Gütesiegel für Sanierungen in Eigenverwaltung: Forum 270 – Grundsätze für Insolvenzverfahren in Eigenverwaltung

Gütesiegel für Sanierungen in Eigenverwaltung
Forum 270 – Grundsätze für Insolvenzverfahren in Eigenverwaltung

Die Eigenverwaltung (§ 270 InsO) ist derzeit en vogue. Seit Einführung des ESUG 2012 schießt die Zahl der „Insolvenzverfahren in Eigenverwaltung“ in die Höhe. Sie ist sicherlich ein sehr taugliches Instrument, aber nicht jedes Schuldnerunternehmen ist dafür auch geeignet. Viele Berater versuchen sich an der Eigenverwaltung, doch immer noch scheitert jede 2. bis 3. Eigenverwaltung, jede 10. geht in Liquidation. Eine Ursache mag auch in den bereits zu Recht kritisierten „family & friends-Gläubigerausschüssen“ liegen, wo das Handeln nicht immer nur an den Gläubigerinteressen ausgerichtet ist.
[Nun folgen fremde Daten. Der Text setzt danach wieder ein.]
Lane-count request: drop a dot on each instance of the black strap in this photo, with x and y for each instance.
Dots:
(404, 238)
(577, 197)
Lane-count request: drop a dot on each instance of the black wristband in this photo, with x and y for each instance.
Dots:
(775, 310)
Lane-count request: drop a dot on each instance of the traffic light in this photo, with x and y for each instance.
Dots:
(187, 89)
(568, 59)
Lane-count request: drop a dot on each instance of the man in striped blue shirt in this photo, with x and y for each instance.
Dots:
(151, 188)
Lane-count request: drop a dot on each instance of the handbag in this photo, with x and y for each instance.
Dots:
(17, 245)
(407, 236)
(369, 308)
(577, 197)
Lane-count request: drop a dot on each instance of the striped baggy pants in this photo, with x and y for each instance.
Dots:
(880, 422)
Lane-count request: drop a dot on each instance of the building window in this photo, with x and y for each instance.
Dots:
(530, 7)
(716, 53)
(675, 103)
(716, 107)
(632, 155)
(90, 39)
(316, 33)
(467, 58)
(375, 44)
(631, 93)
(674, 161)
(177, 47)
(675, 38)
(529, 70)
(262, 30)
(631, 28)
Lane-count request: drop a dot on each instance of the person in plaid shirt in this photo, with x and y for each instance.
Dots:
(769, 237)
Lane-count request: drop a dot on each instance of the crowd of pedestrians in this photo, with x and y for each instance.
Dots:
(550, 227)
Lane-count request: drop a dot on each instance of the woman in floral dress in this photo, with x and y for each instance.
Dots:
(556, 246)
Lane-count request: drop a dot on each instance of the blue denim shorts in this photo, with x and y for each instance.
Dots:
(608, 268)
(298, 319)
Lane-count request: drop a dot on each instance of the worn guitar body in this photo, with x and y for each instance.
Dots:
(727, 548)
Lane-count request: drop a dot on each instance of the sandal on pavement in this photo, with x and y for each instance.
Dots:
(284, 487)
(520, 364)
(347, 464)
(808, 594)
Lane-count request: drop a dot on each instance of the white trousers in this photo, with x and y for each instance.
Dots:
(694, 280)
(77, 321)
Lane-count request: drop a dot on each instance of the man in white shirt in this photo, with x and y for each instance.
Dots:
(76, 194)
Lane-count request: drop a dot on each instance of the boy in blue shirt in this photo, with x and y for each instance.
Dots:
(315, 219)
Damit die Eigenverwaltung vor allem aus Gläubigersicht attraktiv sein kann, braucht es einheitliche Standards, an denen sich Gerichte, Schuldner, Sanierer und Gläubiger ausrichten. Bislang gibt es dazu kein Regelwerk, abgesehen von den wenigen Paragraphen in der InsO. Das Forum 270 – Qualität und Verantwortung in der Eigenverwaltung e.V., ein Zusammenschluss von in der Eigenverwaltung tätigen Restrukturierungsberatern, hat vor einem halben Jahr Grundsätze definiert, die wesentliche Anforderungen an eine ordnungsgemäße Durchführung von Eigenverwaltungsverfahren in Deutschland enthalten (https://www.forum270.de/de/grundsaetze-10-html).

Die praxisnah gestalteten Forum 270-Grundsätze sind aus Sicht der am Verfahren beteiligten Gläubiger ein guter Ansatz für mehr Qualität, mehr Transparenz und mehr Vertrauen in die Protagonisten.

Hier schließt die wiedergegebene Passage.